How to Prompt AI to Write Like a Human (Not a Robot)
You can spot AI writing from a mile away: bloated intros, "in today's fast-paced world", em-dashes everywhere, and a tidy three-part conclusion. Here's how to prompt around every one of those tells.
The AI tells to eliminate
Hollow openings — "In an era where...", "In today's rapidly evolving landscape..."
Overused connectives — "Moreover", "Furthermore", "It's important to note".
Buzzword soup — "Leverage", "delve into", "navigate the complexities of".
The tidy tricolon — every list is three items, every sentence has three clauses.

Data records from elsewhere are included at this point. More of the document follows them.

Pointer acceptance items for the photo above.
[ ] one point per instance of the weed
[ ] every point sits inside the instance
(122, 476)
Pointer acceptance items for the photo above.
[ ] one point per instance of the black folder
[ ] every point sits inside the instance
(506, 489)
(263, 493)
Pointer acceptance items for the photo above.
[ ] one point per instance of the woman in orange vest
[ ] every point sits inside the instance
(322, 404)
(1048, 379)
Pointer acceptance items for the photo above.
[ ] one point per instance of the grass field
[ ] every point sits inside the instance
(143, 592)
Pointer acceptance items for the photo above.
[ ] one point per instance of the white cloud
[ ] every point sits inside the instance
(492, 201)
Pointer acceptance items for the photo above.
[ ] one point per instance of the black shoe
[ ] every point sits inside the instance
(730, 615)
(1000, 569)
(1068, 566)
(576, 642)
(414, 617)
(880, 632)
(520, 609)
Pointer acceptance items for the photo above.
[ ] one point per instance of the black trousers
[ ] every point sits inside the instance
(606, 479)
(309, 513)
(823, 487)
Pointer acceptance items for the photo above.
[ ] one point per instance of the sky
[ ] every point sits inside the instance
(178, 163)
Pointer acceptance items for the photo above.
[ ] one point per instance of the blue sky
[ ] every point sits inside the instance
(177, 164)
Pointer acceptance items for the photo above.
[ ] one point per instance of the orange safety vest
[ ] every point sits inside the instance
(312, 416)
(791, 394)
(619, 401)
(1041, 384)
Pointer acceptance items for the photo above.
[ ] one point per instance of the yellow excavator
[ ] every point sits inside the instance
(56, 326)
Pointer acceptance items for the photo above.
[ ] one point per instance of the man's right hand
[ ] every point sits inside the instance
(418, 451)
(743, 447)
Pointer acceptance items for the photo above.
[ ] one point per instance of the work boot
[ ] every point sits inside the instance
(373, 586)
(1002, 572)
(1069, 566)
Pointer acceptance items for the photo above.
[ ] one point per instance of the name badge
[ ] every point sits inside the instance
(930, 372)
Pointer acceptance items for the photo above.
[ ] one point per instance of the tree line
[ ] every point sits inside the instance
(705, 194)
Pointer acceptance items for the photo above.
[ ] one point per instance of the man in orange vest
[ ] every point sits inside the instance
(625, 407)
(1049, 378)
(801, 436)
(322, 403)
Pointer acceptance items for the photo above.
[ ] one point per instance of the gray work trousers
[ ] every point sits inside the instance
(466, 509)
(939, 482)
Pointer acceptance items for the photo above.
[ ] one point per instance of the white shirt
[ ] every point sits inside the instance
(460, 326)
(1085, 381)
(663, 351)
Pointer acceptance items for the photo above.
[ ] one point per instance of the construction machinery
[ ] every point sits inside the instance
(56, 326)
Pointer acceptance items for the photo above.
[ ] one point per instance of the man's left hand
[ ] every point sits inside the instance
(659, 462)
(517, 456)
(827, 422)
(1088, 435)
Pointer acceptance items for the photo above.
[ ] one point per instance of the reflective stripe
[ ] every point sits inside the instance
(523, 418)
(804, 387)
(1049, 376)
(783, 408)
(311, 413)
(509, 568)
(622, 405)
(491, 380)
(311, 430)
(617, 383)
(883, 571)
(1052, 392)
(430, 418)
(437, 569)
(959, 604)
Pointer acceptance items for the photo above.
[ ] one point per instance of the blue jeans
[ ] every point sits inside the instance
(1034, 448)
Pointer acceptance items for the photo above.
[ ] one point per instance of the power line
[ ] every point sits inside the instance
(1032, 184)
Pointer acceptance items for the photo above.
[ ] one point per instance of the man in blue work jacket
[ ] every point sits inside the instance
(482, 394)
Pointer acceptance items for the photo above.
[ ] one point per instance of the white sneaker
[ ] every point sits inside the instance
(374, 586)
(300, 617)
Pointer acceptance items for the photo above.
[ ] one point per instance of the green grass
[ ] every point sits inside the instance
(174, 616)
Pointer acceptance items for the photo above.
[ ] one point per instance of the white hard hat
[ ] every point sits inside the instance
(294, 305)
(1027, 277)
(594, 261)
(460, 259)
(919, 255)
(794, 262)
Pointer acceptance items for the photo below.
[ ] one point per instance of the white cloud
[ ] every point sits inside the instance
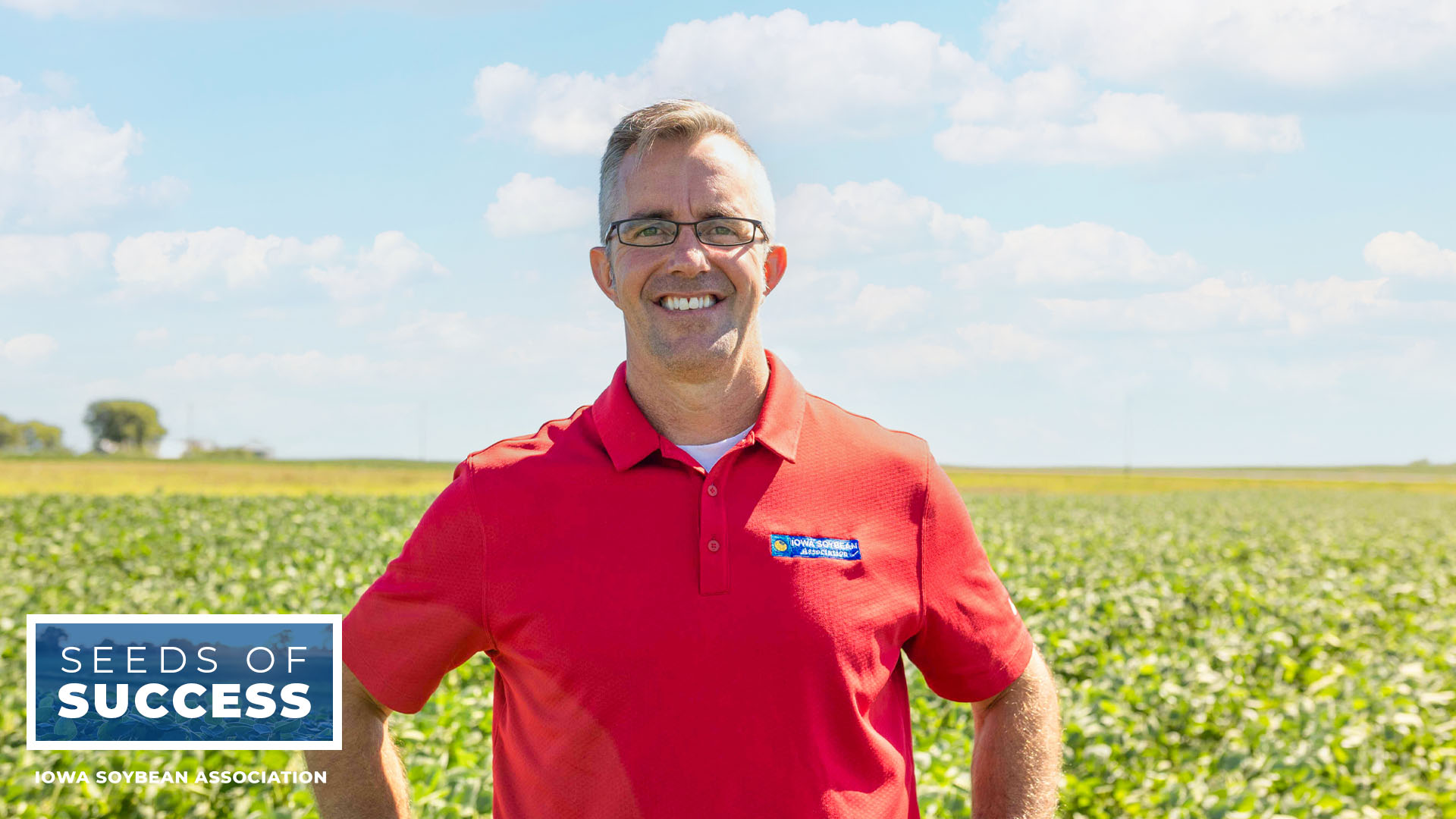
(1006, 343)
(1213, 303)
(300, 368)
(1075, 254)
(1408, 254)
(378, 270)
(441, 330)
(906, 359)
(868, 218)
(854, 80)
(529, 206)
(63, 165)
(185, 261)
(155, 335)
(1050, 117)
(858, 77)
(878, 306)
(47, 262)
(1293, 42)
(181, 260)
(27, 350)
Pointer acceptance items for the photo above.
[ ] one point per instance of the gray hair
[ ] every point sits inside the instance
(685, 120)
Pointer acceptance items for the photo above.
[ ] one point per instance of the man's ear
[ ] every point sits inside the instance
(774, 265)
(603, 275)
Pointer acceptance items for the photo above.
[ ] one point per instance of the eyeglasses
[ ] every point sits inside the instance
(721, 231)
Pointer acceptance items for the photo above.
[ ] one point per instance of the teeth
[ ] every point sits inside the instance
(695, 303)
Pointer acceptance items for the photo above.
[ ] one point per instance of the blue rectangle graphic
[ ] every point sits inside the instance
(188, 681)
(804, 545)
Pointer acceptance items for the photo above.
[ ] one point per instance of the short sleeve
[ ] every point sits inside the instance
(425, 614)
(971, 643)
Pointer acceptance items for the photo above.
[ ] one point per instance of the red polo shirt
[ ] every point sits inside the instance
(660, 649)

Sign-off summaries — "In conclusion, we've explored..."
The anti-AI prompt block
Paste this constraints block at the end of any writing prompt:
Do not use: 'in today's', 'in the world of', 'delve', 'leverage', 'navigate', 'moreover', 'furthermore', 'it's important to note', 'in conclusion'.

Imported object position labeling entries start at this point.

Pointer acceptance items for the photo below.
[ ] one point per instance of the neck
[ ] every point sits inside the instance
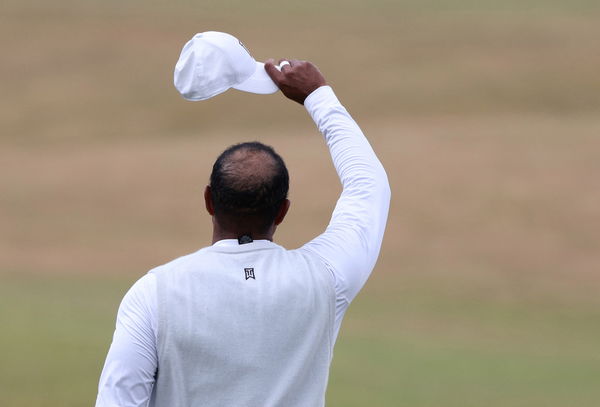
(220, 234)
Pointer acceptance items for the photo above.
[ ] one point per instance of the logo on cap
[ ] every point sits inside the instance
(249, 273)
(243, 46)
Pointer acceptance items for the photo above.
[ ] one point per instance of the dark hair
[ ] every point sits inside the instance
(249, 182)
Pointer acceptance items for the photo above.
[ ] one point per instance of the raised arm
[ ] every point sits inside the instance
(351, 243)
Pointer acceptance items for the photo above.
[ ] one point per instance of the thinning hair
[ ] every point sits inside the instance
(249, 183)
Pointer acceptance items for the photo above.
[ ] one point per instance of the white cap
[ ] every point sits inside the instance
(212, 62)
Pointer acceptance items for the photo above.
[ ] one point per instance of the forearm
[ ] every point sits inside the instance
(352, 241)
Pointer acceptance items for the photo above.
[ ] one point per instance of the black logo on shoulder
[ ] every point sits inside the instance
(249, 273)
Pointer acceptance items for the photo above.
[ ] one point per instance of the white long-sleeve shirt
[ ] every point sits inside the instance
(348, 250)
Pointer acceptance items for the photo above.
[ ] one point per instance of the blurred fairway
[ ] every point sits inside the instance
(486, 116)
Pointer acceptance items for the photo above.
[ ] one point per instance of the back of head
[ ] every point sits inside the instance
(249, 183)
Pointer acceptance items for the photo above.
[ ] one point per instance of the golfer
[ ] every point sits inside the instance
(246, 322)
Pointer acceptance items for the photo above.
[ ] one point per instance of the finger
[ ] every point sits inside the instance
(284, 64)
(273, 72)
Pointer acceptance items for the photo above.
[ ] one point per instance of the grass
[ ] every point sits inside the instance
(406, 346)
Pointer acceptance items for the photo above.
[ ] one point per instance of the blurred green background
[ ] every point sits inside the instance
(485, 114)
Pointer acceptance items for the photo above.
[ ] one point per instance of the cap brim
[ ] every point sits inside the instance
(259, 82)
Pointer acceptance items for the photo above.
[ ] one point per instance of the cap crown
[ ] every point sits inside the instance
(210, 63)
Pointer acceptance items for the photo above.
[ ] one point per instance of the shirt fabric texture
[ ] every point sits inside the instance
(253, 324)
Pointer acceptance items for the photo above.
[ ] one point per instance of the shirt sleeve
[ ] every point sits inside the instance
(350, 245)
(129, 372)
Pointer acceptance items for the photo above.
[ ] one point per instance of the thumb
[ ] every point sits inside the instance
(273, 72)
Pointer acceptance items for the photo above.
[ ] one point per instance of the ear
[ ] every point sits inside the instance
(208, 201)
(285, 206)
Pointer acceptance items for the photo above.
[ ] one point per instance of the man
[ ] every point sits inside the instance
(245, 322)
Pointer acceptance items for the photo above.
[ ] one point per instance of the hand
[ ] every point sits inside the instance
(296, 80)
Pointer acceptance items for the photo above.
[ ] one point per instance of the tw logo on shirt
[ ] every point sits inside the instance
(249, 273)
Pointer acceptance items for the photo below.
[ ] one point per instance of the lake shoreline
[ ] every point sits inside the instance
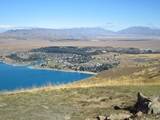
(40, 68)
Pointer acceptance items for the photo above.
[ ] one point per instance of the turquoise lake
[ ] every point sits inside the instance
(18, 77)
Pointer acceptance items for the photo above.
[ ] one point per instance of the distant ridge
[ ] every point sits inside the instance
(145, 31)
(79, 33)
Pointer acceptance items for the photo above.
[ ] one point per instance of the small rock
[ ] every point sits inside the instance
(139, 114)
(117, 107)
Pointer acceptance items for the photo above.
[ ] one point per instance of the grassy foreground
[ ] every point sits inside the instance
(86, 99)
(70, 104)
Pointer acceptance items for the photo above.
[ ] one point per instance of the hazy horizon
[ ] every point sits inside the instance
(59, 14)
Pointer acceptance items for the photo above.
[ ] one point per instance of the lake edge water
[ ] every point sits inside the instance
(30, 67)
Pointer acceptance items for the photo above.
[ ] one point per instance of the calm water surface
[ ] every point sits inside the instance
(17, 77)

Do not use em-dashes. Vary sentence length — some short. Some long enough to breathe.
Do not summarise at the end. Just stop when the point is made.
Feed it your voice
The single biggest upgrade: paste 200-500 words of your own writing and say "match this voice — sentence rhythm, vocabulary, and level of formality". Style transfer beats style description every time.

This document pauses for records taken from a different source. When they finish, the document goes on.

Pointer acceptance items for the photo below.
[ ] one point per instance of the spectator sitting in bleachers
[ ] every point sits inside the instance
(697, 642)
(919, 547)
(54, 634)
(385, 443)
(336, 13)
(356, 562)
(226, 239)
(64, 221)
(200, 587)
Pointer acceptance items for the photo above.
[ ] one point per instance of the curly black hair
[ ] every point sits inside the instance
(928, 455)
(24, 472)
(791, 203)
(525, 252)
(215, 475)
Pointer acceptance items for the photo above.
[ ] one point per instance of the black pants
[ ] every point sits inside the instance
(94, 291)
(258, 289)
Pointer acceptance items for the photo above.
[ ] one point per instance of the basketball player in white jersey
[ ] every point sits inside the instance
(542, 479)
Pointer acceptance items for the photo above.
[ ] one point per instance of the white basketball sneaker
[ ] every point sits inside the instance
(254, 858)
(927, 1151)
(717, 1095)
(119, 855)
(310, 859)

Frequently asked questions
Why does AI writing sound robotic?
It's trained on the average of the internet. Without a specific voice to imitate and a list of tells to avoid, it defaults to that average — which reads like corporate blog filler.
Can AI detectors tell if writing was AI-generated?
They're increasingly unreliable, especially on edited output. Better goal: write something worth reading, whether a detector flags it or not.
What's the fastest way to humanise AI output?
Read it aloud. Anything you'd never say — cut. Then ask the AI to "rewrite matching my edits" and it learns your voice for the rest of the session.